One huge reason for getting rid of the two government-sponsored enterprises, or GSEs, is the dominance they have in the American mortgage market today. They securitize over 60 percent of the market. Throw in the "real" government financing, including FHA, VA and USDA mortgage lenders, and only about 10 percent of mortgage lending comes government-free.
Taxpayers on the hook
Government mortgage lending effectively means taxpayer mortgage lending. One more crisis of confidence in the real estate markets in this country could take down more than banks -- American citizens all have skin in this game as it stands. And how long will the U.S.A. be "too big to fail?"
Is there an exit?
So, how about just putting the GSEs out of business, effective immediately, and letting private mortgage lenders step in? If there's enough profit on the table, someone will grab it, right? Someone will, but until that happens could the American housing market survive a 60-percent reduction in available financing? And what happens when private enterprise takes over? What kind of mortgage rates will investors demand to finance mortgage lending in today's shaky economic climate? It's a safe bet that they'd be higher than what's available today.

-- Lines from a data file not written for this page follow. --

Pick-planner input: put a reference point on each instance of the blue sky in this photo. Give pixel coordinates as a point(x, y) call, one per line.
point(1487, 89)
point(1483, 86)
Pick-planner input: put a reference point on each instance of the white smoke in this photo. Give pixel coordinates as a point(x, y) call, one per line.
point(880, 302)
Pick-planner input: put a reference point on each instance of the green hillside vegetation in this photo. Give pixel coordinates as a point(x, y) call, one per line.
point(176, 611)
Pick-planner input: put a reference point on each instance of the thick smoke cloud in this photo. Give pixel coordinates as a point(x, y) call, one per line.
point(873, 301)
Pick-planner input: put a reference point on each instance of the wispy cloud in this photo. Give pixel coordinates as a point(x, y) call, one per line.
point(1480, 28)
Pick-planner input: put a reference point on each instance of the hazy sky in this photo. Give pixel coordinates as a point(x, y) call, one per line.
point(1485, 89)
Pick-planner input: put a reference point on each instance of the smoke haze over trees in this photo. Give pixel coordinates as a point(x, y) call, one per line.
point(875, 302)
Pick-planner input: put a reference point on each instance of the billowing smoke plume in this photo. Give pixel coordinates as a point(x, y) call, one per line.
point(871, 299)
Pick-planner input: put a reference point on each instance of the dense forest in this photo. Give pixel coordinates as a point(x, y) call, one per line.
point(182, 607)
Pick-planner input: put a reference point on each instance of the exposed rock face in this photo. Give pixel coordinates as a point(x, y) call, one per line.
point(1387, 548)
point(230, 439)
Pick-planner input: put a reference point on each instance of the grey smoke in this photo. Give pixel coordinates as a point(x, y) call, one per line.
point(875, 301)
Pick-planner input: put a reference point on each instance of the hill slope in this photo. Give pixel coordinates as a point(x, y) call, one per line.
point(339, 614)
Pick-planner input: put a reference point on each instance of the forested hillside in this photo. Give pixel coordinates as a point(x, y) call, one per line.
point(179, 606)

What will a mostly private mortgage lending market do to real estate?
Without the implicit guarantee of government backing, investors will assuredly demand higher returns, meaning current mortgage rates will increase, meaning housing will be less affordable unless prices drop even further. And until the private market has been successfully regulated, restoring confidence for those who might invest in private mortgage-backed securities, private money for residential financing may be in very short supply.
Let them down easy
So, while we might want to break up with Fannie Mae and Freddie Mac, we may have to slowly move to an increasingly private mortgage financing system and proceed gently. Guy Cecala, publisher of Inside Mortgage Finance, put it this way: "The only thing you can do now is small, incremental changes that will get you where you want to be in five or ten years." In other words, a sudden breakup would be disastrous, but eventually Americans could be free to date other mortgage companies.